Over the course of 2022, BRLA’s portfolio was tilted to the latter rather than the former, and as a result underperformed the index. However, Sam and Christoph believe the market has been indiscriminate in selling stocks seen as exposed to rising rates as they were hiked by the central banks. They retain their conviction in some key growth stocks such as healthcare insurer Hapvida Participações and AMBev, both of Brazil. They have added to both stocks on weakness, and also increased their portfolio’s exposure to cyclical growth stories. In the short term, they expect rate cutting cycles to begin in Brazil and potentially elsewhere in the region which should encourage a recovery in the economy and in stock prices. They argue there is the potential for the Brazilian market to attract foreign capital once a rate cutting cycle is underway and contribute to rallying markets.
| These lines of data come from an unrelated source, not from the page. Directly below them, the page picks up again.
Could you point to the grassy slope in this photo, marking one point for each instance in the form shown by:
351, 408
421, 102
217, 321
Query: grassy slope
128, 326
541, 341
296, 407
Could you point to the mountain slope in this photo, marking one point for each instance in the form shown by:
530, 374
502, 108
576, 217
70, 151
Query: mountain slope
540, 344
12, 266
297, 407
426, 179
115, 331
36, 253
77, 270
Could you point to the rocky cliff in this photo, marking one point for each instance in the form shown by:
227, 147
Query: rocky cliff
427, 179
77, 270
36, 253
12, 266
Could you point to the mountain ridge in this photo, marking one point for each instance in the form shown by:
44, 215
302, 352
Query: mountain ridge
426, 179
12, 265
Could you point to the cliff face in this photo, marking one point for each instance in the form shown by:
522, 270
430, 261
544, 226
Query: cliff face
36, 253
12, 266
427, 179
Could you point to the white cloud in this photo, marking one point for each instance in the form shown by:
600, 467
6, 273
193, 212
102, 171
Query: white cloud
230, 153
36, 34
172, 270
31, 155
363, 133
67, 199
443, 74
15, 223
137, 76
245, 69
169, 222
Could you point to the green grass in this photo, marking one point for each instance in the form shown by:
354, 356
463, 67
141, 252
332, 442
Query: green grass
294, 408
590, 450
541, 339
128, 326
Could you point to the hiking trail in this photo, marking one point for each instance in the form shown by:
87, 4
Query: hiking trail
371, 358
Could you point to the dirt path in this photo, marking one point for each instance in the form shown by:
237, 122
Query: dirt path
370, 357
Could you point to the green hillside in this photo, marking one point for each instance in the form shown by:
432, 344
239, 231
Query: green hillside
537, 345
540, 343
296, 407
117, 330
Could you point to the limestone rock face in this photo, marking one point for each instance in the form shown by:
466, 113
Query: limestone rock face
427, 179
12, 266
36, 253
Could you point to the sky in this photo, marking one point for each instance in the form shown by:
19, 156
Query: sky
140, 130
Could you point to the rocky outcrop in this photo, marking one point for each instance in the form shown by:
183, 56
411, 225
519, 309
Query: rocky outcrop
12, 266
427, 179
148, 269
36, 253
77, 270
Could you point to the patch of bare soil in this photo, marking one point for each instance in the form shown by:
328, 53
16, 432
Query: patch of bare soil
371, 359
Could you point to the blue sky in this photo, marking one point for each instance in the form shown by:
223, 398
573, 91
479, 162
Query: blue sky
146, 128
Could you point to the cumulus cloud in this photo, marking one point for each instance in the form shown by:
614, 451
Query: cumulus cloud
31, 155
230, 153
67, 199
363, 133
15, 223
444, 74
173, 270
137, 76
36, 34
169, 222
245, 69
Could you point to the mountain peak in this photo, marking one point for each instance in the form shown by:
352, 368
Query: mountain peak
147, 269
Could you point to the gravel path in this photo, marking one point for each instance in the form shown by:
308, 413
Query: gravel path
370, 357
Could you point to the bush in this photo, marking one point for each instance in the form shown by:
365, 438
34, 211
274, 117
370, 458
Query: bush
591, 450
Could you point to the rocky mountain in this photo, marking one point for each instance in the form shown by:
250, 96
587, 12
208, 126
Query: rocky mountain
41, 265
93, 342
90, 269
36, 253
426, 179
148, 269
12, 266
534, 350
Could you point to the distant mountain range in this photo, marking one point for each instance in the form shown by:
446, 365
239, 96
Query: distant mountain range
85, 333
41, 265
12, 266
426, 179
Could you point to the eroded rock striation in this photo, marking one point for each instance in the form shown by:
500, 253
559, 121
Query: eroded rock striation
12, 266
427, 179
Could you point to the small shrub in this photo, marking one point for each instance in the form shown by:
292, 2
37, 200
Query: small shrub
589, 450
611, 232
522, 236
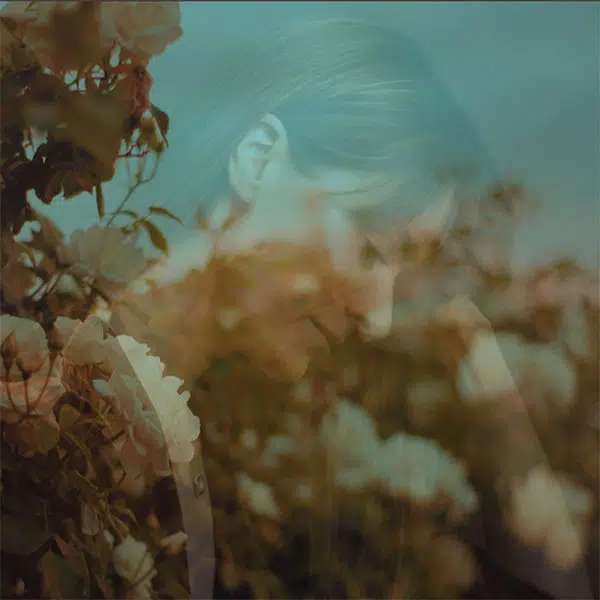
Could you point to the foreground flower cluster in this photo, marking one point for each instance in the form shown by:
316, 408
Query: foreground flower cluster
359, 468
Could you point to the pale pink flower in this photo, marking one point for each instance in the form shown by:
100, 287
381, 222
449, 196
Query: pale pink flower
37, 395
25, 341
419, 469
143, 29
349, 437
108, 255
82, 342
160, 423
550, 512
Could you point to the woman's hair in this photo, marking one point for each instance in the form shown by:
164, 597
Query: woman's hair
351, 94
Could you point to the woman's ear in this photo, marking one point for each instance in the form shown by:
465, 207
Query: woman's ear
263, 144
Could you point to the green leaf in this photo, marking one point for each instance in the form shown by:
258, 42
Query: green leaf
21, 535
162, 119
159, 241
68, 416
46, 434
159, 210
82, 447
76, 559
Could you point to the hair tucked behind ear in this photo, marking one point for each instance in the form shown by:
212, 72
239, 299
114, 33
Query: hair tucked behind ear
351, 94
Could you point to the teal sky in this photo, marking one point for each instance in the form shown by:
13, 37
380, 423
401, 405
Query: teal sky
527, 75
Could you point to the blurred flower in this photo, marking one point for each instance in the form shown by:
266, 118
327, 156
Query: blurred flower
419, 469
424, 396
16, 279
142, 29
106, 254
249, 439
575, 331
36, 395
131, 485
134, 563
258, 496
350, 439
159, 422
174, 543
277, 446
23, 340
90, 521
500, 364
82, 343
451, 565
550, 512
Additionally they are overweight Mexico, arguing it is attractively positioned globally thanks to stable politics and a rising share of exports to the US.

We understand that under the new management team, the aim is to try to deliver more alpha from stock selection, which may involve running a more concentrated portfolio or more significant over or underweights. In our view the BlackRock team is in a good position to deliver alpha from the diverse region, with extensive resources available to the manager and good access to local company management and political decision-makers.

BRLA’s discount has widened since the end of 2022 to 12.1% at the time of writing. This is while many sectors have seen narrowing discounts. In our view this offers value and could prove a good entry point. We also note there is potential downside protection to the discount through the performance-linked tender offer scheduled for 2025.